Friday, August 11, 2017

There's Nothing Wrong With a Little Hero Worship

There is an episode of Star Trek: The Next Generation where the Enterprise stumbles upon a ship whose passengers are all dead except for a small boy. The Enterprise's android officer, Lieutenant Commander Data, discovers the boy and soon becomes the object of hero worship. The boy is so impressed with Data and so grateful that the android saved him that he begins to imitate Data. He begins to dress like him and comb his hair like him. When people ask the boy how he is doing, he responds by saying, "All systems are functioning within normal parameters." The boy's fascination with Data would almost be cute if it weren't a response to the boy's tragic loss of his family and friends aboard the doomed ship.

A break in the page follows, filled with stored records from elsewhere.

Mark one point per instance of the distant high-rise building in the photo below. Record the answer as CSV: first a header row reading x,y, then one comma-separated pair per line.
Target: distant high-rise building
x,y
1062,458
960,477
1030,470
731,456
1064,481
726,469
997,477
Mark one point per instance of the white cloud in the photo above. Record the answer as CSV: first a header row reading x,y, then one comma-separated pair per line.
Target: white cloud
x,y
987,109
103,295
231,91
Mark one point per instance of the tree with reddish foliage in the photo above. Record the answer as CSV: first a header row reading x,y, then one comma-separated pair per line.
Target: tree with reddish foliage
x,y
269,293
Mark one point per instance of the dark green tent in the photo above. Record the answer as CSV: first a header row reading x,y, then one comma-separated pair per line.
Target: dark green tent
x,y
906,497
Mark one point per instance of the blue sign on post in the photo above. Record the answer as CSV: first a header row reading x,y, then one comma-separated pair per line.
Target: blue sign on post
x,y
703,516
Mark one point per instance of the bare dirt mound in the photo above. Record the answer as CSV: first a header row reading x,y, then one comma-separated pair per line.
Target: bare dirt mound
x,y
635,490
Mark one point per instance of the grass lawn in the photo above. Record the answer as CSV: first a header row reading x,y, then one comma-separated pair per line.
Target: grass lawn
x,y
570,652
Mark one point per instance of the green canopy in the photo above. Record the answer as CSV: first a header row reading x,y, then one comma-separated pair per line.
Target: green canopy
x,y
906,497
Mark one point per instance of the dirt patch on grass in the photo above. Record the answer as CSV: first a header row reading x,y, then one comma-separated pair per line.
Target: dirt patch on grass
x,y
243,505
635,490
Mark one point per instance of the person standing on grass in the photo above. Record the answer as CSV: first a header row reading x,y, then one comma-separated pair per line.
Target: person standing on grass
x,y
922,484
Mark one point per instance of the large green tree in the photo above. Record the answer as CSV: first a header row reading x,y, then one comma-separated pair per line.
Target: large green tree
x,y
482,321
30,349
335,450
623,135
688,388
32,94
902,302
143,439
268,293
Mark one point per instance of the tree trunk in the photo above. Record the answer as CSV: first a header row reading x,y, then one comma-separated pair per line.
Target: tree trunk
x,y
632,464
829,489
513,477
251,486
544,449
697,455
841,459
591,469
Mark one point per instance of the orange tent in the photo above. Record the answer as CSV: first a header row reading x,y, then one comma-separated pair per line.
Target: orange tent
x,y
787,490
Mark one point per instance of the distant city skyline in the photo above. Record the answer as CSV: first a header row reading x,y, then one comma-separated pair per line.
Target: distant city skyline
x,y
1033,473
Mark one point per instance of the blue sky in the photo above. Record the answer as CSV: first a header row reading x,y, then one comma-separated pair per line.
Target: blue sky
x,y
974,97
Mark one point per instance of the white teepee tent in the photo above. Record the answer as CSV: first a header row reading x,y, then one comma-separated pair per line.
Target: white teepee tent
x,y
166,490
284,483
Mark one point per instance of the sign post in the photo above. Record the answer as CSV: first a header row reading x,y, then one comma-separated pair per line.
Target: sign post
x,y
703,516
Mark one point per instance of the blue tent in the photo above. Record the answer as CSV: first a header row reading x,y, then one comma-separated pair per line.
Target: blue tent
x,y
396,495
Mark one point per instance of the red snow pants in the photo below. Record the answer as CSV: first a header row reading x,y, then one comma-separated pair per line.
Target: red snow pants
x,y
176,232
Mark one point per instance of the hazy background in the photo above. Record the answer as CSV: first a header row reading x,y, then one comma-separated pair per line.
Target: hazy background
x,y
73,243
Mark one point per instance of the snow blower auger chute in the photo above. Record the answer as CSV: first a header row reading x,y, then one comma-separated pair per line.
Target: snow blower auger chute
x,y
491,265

The idea of hero-worship has been around for a long time. Children, have always tried to imitate those people that they think are the bravest and smartest and "coolest." I remember when I was a kid dressing up like Batman and getting on a little banana seat bicycle and "patrolling" the neighborhood because that is what heroes were supposed to do. As we grow up, hero-worship takes on a little more serious dimension. We want to be like a particular leader or businessman and so we read their books and try to develop some of the habits that they have developed. We want to be as good at parenting as our parents (or some other worthy parental role-model) and so we try to do things the way they would have done them. One of the most natural things in the world is emulating someone we admire.

Psalm 135:15-18 reads, "The idols of the nations are silver and gold, made by the hands of men. They have mouths, but cannot speak, eyes, but they cannot see; they have ears, but cannot hear, nor is there breath in their mouths. Those who make them will be like them, and so will all who trust in them" (HCSB). These verses describe the very phenomenon we have already discussed, but from an angle we don't often consider: we become more and more like whatever we worship. The phenomenon is very similar to the idea that we become like the people that we hang out with, except it is amplified and often much more difficult to notice because the things we worship (the focus our primary attention and strength) are often not even living things.

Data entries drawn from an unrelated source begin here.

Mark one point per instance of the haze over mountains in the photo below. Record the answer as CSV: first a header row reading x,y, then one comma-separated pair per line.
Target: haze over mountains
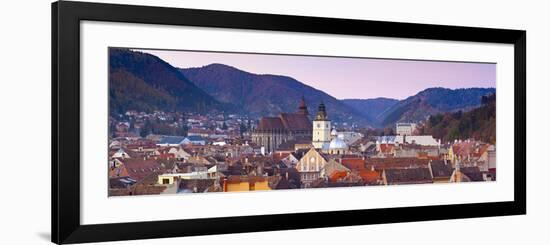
x,y
144,82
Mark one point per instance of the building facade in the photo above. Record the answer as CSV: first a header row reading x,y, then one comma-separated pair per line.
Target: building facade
x,y
273,131
321,129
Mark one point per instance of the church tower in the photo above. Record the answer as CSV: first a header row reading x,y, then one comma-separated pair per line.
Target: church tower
x,y
302,108
321,128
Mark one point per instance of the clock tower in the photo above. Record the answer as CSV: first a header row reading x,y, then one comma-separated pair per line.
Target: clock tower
x,y
321,128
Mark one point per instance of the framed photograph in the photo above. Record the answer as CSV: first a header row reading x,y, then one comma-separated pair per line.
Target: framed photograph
x,y
176,122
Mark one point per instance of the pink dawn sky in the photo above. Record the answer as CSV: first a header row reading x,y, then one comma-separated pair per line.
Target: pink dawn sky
x,y
347,78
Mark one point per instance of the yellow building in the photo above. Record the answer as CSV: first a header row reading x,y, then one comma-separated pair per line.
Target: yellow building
x,y
246,183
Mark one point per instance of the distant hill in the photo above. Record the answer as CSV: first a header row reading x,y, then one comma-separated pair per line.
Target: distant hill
x,y
432,101
371,108
263,95
144,82
479,123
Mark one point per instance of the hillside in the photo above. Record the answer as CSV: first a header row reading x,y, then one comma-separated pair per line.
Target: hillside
x,y
479,123
432,101
371,108
143,82
262,95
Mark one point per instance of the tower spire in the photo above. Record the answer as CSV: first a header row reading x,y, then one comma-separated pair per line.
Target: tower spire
x,y
321,113
302,108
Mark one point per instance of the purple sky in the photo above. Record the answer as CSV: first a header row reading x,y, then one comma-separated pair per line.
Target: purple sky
x,y
346,78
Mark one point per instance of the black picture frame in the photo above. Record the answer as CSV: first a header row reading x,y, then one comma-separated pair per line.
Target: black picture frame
x,y
66,18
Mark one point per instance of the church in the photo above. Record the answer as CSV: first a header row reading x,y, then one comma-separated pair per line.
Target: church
x,y
271,132
296,128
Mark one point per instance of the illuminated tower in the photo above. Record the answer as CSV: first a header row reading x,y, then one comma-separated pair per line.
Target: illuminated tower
x,y
321,128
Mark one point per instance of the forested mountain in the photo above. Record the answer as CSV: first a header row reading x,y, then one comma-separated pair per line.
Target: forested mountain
x,y
262,95
432,101
143,82
371,108
479,123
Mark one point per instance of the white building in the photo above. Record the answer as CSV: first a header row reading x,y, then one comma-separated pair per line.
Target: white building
x,y
321,129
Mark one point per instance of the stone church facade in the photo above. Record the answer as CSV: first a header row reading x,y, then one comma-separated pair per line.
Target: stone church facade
x,y
273,131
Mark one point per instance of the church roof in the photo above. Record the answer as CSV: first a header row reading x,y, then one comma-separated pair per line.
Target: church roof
x,y
337,143
295,121
288,121
270,123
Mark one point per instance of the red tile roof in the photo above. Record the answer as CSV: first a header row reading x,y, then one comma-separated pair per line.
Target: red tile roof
x,y
386,148
395,162
370,176
270,123
337,175
354,163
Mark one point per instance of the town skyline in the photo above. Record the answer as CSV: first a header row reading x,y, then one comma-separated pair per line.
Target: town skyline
x,y
358,78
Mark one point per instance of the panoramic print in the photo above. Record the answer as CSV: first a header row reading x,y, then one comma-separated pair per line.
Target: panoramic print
x,y
183,122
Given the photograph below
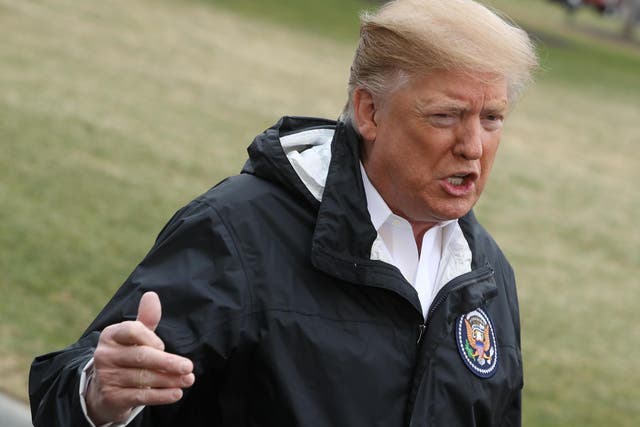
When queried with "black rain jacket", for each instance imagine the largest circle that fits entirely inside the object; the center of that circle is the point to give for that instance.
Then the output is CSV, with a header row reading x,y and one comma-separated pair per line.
x,y
288,321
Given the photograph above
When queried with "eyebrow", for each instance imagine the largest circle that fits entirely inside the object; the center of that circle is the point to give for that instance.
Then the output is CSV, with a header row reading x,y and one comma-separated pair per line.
x,y
452,104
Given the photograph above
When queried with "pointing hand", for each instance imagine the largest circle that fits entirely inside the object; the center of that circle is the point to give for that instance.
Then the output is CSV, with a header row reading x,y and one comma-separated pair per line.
x,y
132,369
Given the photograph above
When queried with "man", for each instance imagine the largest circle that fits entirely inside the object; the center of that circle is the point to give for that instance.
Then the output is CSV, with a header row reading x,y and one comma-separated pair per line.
x,y
341,279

Sometimes, we focus all of our time and attention on money and we soon become cold and hard, caring only about the bottom line and whether or not we can obtain something. Sometimes, we focus on leisure time and relaxation, and we soon become laid back, lazy and unmotivated by anything but enjoying ourselves. Sometimes, we focus on work and then nothing matters to us except being productive and avoiding distractions that could lower productivity, like family or spending time serving and loving people. Sometimes, we focus all of our attention on a particular person and we begin picking up that person's habits and we hear people who care about us worried that we are "losing ourselves."

Whatever we worship, whatever is the focus of our attention and devotion, will shape the people that we become. When God is the focus of our worship, we develop more and more the character of Christ. If our character is developing in other ways, chances are pretty good that we have set something else up as a god in our lives, possibly without even realizing it.

What habits have you seen develop in your life? How has your character evolved recently? Answering those questions will give you a good indication of where your heart is focused. If you don't like what you see, change your focus. Intentionally place your attention and devotion on the God who gave his Son to save you. Keep your mind focused on who God is and what God is doing in the world. The more hero-worship of God that we engage in, the more we become like Christ.